Как-то раз она заплакала, потому что ее унизили в домоуправлении. Честно говоря, я даже обрадовался. Значит, что-то способно возбуждать ее страсти…
Но это случалось редко. Чаще всего она бывала невозмутима…
В семидесятые годы началась эмиграция. Уезжали близкие друзья. На эту тему шли бесконечные разговоры. А я все твердил:
– Что мне там делать?! Нелепо бежать из родного дома! Если литература
– занятие предосудительное, наше место в тюрьме…
Лена молчала. Вроде бы даже стала еще молчаливее.
Дни тянулись в бесконечном унылом застолье, частых проводах и ночных разговорах…
Я хорошо помню тот февральский день. Лена пришла с работы и говорит:
– Все… мы уезжаем… Надоело…
Я пытался что-то возражать. Говорил о родине, о Боге, о преимуществах высокого социального давления, о языковой и колористической гамме. Даже березы упомянул, чего себе век не прощу…

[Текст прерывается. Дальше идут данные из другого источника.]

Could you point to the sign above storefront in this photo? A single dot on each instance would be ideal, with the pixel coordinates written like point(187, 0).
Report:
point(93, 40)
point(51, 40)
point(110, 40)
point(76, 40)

Но Лена уже пошла кому-то звонить.
Я рассердился и уехал на месяц в Пушкинский заповедник. Возвращаюсь – Лена дает мне подписать какие-то бумаги. Я спрашиваю:
– Уже?
– Да, – говорит, – все решено. Документы уже на руках. Уверена, что нас отпустят. Это может случиться в течение двух недель.
Я растерялся. Я не думал, что это произойдет так быстро. Вернее, надеялся, что Лена будет уговаривать меня.
Ведь это я ненавидел советский режим. Ведь это мои рассказы не печатали. Ведь это я был чуть ли не диссидентом…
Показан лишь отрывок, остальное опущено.